What does 4K or 8K mean in video resolution?

Glossary Definition

4K and 8K are measurements derived from the cinema standards of measuring video resolution, where the horizontal resolution is approximated to the nearest thousand pixels. A video or sensor with a horizontal resolution of 2048 pixels would be represented as 2K, 2880 pixels is represented as 2.8K, 6560 pixels is represented as 6.5K, etc. In 2005, Digital Cinema Initiatives (DCI) set standardized 2K and 4K containers for cinema distribution. These were set at 2048×1080 and 4096×2160 respectively. Resolutions for consumer video are slightly different than cinema standards, and in 2007 the Society of Motion Picture and Television Engineers (SMPTE) defined standard resolutions for 3840×2160 (also known as 2160p) and 7680×4320 under the names UHDTV1 and UHDTV2.

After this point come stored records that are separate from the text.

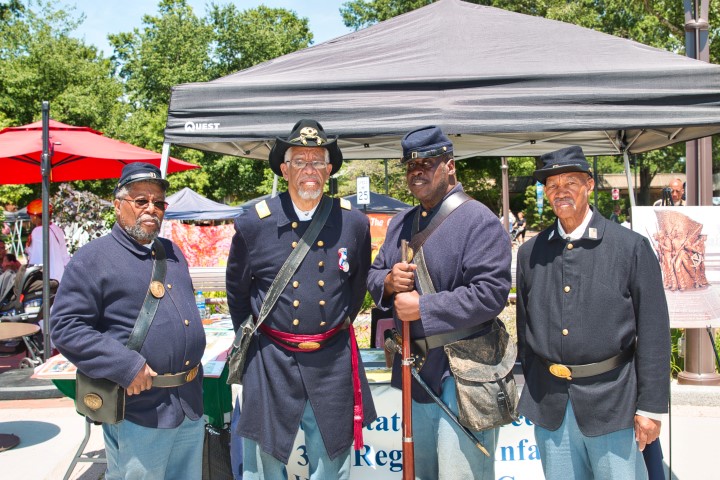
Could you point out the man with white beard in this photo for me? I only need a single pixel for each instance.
(303, 368)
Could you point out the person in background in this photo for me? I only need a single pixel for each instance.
(676, 191)
(593, 334)
(59, 256)
(520, 225)
(468, 258)
(301, 369)
(96, 308)
(10, 263)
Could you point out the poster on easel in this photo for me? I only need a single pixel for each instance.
(686, 241)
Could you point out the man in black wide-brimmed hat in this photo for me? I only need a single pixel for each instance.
(303, 369)
(593, 332)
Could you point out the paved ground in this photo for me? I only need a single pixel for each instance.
(50, 433)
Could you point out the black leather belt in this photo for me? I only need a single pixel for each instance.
(176, 379)
(568, 372)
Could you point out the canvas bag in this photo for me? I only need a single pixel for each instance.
(487, 395)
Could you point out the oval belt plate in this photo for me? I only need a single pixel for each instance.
(191, 375)
(560, 371)
(157, 289)
(308, 345)
(93, 401)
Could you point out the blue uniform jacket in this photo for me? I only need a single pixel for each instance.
(95, 310)
(277, 382)
(468, 258)
(584, 301)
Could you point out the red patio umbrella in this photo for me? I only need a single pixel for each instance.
(78, 153)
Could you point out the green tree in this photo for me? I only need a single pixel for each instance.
(39, 60)
(246, 38)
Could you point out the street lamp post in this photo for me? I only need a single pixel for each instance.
(699, 359)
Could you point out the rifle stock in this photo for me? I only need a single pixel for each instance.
(408, 443)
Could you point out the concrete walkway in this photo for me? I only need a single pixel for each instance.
(50, 433)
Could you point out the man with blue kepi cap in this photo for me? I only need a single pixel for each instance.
(467, 254)
(107, 288)
(593, 332)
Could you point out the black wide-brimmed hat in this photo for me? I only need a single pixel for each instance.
(140, 172)
(569, 159)
(305, 133)
(425, 142)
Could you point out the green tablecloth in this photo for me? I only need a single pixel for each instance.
(217, 396)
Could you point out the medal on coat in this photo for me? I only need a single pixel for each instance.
(157, 289)
(342, 260)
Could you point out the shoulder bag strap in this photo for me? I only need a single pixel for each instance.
(151, 303)
(294, 260)
(448, 206)
(426, 285)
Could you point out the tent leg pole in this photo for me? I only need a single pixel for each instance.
(165, 159)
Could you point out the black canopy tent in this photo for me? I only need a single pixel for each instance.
(187, 204)
(501, 83)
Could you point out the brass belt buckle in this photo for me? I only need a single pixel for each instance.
(308, 345)
(561, 371)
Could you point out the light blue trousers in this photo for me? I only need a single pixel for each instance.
(442, 450)
(258, 465)
(567, 453)
(141, 453)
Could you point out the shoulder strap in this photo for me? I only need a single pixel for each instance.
(447, 207)
(151, 303)
(294, 259)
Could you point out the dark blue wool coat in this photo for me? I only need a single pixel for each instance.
(614, 295)
(95, 310)
(468, 258)
(277, 382)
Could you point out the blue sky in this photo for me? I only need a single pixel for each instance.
(114, 16)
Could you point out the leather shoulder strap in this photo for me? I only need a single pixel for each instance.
(447, 207)
(295, 259)
(151, 303)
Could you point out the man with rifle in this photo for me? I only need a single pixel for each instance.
(467, 254)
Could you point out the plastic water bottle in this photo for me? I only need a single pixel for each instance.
(200, 302)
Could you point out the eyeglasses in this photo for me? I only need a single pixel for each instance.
(300, 164)
(142, 203)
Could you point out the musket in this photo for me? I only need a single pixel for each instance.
(391, 344)
(407, 362)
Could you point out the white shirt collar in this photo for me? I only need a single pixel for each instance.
(304, 216)
(579, 231)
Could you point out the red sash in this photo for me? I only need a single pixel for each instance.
(311, 343)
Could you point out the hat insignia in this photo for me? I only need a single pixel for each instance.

Several years later when television manufacturers began marketing panels with 2160p/UHDTV1 resolutions, a decision was made to market them as “4K” resolutions instead, adopting the catchier moniker used in cinema standards. Because of this, there are now two resolutions represented by the term “4K”. DCI 4K refers to a resolution of 2048×1080 while UHD 4K represents a resolution of 3840×2160. For anything outside of cinemas and film production, UltraHD 4K (3840×2160) is the common standard when considering the term 4K. The same marketing move has been made for 8K, with the term now commonly referring to the UHDTV2 resolution of 7680×4320.